Some migrants in Denmark will now be required to work 37 hours a week in order to receive welfare benefits.
It will be a requirement for those who have been on benefits for three to four years, and who have not reached a certain level of proficiency in Danish.
Prime Minister Mette Frederiksen said the rules were directly aimed at women from "non-Western backgrounds" living on benefits.
Denmark has repeatedly tightened its immigration policies in recent years.
It now has some of the toughest rules in Europe, and has set a target of zero asylum applications.
The government said the new plan was designed to help migrants assimilate into Danish society, but some have said the rules are misguided and unfair.
"We want to introduce a new work logic where people have a duty to contribute and be useful, and if they can't find a regular job, they have to work for their allowance," Ms Frederiksen told reporters.
"For too many years we have done a disservice to a lot of people by not demanding anything of them," she said.
The prime minister said that the rules were aimed at migrant women.
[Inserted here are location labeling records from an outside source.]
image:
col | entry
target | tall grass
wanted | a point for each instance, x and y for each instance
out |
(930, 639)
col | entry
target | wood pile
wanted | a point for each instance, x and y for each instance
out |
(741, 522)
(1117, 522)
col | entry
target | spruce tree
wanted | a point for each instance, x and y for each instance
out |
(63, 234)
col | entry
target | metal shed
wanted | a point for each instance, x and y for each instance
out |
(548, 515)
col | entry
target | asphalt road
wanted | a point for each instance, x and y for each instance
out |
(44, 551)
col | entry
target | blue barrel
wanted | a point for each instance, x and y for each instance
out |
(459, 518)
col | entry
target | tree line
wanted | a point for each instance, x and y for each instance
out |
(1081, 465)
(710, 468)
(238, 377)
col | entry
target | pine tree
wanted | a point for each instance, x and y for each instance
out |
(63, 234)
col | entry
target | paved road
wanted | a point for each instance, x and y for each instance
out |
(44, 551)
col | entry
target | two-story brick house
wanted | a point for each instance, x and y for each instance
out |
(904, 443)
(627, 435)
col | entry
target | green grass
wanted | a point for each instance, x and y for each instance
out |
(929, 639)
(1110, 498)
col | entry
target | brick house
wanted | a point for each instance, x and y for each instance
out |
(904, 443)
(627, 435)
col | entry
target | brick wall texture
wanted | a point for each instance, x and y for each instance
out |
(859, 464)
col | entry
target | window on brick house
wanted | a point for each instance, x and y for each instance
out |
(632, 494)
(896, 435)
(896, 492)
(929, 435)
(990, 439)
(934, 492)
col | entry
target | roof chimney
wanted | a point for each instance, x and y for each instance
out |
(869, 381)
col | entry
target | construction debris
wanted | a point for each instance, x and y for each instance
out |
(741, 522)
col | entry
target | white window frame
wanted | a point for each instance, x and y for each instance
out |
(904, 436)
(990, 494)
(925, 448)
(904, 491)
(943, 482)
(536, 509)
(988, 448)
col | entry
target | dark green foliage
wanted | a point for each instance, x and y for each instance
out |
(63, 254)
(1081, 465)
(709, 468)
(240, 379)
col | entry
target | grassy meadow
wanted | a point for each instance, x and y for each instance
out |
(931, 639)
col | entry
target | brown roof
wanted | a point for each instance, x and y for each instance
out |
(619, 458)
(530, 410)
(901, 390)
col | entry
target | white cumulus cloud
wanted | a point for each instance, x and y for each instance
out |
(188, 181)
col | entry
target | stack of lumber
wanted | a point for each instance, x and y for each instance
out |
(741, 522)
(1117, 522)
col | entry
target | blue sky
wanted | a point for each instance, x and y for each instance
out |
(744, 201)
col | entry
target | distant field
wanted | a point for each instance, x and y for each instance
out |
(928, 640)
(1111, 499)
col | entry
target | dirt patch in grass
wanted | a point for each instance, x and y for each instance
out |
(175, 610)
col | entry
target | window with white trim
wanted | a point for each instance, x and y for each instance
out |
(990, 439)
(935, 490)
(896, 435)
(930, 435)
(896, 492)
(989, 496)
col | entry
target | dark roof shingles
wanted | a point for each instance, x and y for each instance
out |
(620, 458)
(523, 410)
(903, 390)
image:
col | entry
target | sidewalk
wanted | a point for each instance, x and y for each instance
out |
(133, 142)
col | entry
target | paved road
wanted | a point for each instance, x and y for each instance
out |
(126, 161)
The government says six out of 10 women from the Middle East, North Africa and Turkey are not in work.
"It is basically a problem when we have such a strong economy, where the business community demands labour, that we then have a large group, primarily women with non-Western backgrounds, who are not part of the labour market," she said.
Employment Minister Peter Hummelgaard said the jobs could range from picking up cigarette butts on the beach to working in companies.
But Mai Villadsen, spokeswoman of the left-wing Unity List, criticised the plan, which needs to be approved by lawmakers.
"I'm afraid this will end up as state-supported social dumping, sending people into crazy jobs," she told broadcaster TV2.
Nejat Chafehi, a 51-year-old migrant living in Copenhagen, said the rules were "not the solution".
"She has no idea what she is talking about," she told TV2 outside a job centre, in reference to the prime minister.
Ms Chafehi added that she and many other migrant women are actively looking for work.
"How do you work when you get so many rejections?" she added.
But Dekar Muhamed, a migrant who is unemployed, said: "It is good that you have to work if you can."
Asylum applications have fallen sharply under Ms Frederiksen, who has been in power since 2019.
Just 851 were received between 1 January and 31 July. This follows a peak of more than 21,000 asylum seekers arriving in Denmark in 2015.